JordanJ.26599 (Customer) asked a question.
Hello,
My organization is adopting Okta MFA and we are struggling with how to secure MFA enrollment. As of current, the only "trusted" factor enrollment supported by Okta is email MFA. "Trusted" factor is any factor type that is predefined as part of that user's identity. With our old IdP, telephone number, mobile number, and email AD attributes are imported into the IdP and available for OTP code delivery. This was acceptable as all of these factors were pre-defined and could not be updated by the user. With Okta, the only pre-defined factor is email which does not help us for users who do not have access to their email to retrieve the OTP. These users need the ability to obtain a code outside of email. It's my understanding with Okta that there is NO way to pre-define/import the telephone and mobile phone number for use with MFA.

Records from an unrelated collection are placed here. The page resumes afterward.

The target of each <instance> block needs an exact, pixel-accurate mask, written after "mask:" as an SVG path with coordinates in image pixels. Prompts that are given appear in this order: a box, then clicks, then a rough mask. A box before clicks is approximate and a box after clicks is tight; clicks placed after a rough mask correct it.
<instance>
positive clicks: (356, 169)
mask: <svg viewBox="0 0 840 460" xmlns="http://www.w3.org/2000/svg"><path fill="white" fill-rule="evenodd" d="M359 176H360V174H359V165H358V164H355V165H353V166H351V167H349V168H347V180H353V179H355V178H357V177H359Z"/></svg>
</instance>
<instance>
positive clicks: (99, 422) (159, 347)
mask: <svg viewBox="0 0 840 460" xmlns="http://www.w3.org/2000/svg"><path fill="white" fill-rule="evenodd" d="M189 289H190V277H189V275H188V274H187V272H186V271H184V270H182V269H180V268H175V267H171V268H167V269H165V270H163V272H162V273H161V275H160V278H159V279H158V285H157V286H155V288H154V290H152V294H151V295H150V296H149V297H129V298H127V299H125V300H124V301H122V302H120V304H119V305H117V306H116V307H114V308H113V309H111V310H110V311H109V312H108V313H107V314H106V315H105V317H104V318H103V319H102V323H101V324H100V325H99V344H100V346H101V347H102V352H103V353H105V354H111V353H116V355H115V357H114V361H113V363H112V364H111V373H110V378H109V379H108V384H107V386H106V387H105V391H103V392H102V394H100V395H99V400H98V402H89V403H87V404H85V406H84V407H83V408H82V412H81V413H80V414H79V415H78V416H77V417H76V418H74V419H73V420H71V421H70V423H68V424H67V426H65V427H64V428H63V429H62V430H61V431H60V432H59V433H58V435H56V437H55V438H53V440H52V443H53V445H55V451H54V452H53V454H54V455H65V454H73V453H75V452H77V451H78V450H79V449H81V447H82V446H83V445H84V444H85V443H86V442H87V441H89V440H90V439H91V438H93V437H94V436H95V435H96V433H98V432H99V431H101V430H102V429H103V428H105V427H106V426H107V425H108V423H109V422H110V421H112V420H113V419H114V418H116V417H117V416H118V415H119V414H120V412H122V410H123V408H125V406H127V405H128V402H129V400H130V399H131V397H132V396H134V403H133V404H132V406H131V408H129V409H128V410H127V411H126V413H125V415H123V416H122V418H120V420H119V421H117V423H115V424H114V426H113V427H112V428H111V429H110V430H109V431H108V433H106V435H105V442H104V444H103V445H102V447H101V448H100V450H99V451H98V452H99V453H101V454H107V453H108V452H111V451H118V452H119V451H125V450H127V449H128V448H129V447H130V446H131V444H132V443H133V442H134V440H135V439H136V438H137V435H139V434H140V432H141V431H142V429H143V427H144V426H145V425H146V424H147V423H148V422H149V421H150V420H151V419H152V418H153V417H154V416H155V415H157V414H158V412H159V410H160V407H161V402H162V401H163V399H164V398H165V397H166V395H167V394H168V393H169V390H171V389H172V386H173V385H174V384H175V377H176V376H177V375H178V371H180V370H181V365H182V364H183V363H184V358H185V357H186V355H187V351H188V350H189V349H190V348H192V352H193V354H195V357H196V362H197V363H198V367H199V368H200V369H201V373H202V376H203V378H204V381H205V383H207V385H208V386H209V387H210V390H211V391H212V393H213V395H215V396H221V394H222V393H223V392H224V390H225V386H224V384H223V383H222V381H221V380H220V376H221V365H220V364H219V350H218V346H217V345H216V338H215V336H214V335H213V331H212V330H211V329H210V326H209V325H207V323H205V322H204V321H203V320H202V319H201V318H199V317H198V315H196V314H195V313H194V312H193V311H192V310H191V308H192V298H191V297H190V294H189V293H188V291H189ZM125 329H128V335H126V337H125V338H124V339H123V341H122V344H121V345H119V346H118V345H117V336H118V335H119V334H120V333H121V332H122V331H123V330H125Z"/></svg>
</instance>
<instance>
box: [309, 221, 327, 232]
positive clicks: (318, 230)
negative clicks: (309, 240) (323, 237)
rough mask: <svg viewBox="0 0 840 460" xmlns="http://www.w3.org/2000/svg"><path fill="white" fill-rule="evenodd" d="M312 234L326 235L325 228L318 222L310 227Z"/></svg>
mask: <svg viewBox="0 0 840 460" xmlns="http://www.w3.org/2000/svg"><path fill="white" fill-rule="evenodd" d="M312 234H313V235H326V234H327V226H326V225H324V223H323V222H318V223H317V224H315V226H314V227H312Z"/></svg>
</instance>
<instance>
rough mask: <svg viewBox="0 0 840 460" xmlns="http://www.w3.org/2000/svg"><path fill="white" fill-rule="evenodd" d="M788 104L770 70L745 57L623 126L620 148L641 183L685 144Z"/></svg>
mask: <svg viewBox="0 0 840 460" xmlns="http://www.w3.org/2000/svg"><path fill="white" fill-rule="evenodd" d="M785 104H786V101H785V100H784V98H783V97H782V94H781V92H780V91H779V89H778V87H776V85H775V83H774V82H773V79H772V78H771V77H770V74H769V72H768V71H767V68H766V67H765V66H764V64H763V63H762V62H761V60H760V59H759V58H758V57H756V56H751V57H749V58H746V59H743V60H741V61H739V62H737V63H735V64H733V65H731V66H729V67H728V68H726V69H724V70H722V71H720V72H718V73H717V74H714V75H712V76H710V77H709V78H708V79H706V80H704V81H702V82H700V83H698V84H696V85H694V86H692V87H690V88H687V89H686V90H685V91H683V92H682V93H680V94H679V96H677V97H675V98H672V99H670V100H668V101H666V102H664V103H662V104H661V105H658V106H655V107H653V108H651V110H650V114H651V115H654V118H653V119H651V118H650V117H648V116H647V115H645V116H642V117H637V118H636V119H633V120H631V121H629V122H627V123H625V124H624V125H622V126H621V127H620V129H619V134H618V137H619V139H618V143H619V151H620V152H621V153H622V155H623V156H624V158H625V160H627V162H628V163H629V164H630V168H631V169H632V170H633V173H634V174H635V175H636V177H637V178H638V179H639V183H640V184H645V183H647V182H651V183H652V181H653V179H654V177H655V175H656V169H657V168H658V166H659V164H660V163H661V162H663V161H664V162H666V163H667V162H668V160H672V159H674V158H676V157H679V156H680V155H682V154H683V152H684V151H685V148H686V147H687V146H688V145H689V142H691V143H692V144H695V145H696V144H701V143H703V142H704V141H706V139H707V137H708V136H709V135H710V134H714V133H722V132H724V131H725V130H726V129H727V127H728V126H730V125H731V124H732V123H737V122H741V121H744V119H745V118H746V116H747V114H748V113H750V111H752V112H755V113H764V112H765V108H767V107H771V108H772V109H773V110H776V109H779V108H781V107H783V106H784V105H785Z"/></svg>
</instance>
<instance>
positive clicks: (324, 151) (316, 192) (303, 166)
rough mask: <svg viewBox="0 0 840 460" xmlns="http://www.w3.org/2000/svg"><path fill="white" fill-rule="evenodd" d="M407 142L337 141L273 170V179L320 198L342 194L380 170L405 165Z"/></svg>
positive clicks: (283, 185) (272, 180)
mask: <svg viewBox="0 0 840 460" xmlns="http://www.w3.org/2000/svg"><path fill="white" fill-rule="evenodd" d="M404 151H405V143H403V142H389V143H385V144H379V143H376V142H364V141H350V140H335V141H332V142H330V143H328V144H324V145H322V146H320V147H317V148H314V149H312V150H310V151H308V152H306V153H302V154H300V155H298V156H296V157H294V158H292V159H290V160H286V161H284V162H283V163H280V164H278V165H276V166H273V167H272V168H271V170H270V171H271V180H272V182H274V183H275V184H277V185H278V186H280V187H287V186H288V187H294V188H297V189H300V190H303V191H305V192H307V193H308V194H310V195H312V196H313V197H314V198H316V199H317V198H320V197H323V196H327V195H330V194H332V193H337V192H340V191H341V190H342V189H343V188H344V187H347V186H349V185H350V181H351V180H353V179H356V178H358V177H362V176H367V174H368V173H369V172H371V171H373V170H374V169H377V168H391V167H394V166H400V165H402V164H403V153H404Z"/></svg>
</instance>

So if a new user's account has been compromised before they have configured Okta MFA, a malicious actor could setup those factors (SMS/voice/Okta Verify) on their own device and now has 2FA access on our network. What are other organizations doing about this? Just accepting the risk?
You are not able to pre-populate phone number for SMS/voice call MFA as the phone number on the profile isn't actually what Okta looks at during challenge.
One option you have is to create a Network zone specific to your Corporate Network and only allow users to enroll when on Network with a Factor enrollment policy. This would mitigate the potential for a bad actor to authenticate and register for MFA while off network. While not 100% this will reduce your attack surface from anyone off network.
Joe
Thanks for the response Joe. We created a script using a few API calls to pre-enroll SMS factor for users. We aren't sure we are going to deploy this method since there are several nuances but we did confirm it does work. This is certainly not an out-of-the-box setup and I wish Okta had a way to do this without lengthy scripting and API usage.
The use case we are trying to solve for is for a remote/virtually onboarded user who would not be on our corporate network. They must have Okta setup before they are able to sign into their computer so we could leverage network zones to secure that type of enrollment. We are considering a separate MFA enrollment policy targeting virtual new-hires which opens up a window in which these users can enroll in Okta Verify/SMS.
I'm mostly just curious how other orgs are securing the MFA enrollment. Obviously only allowing MFA enrollment on your corp network is one way of doing it, but for those allowing MFA enrollment off-net, how is that being done securely?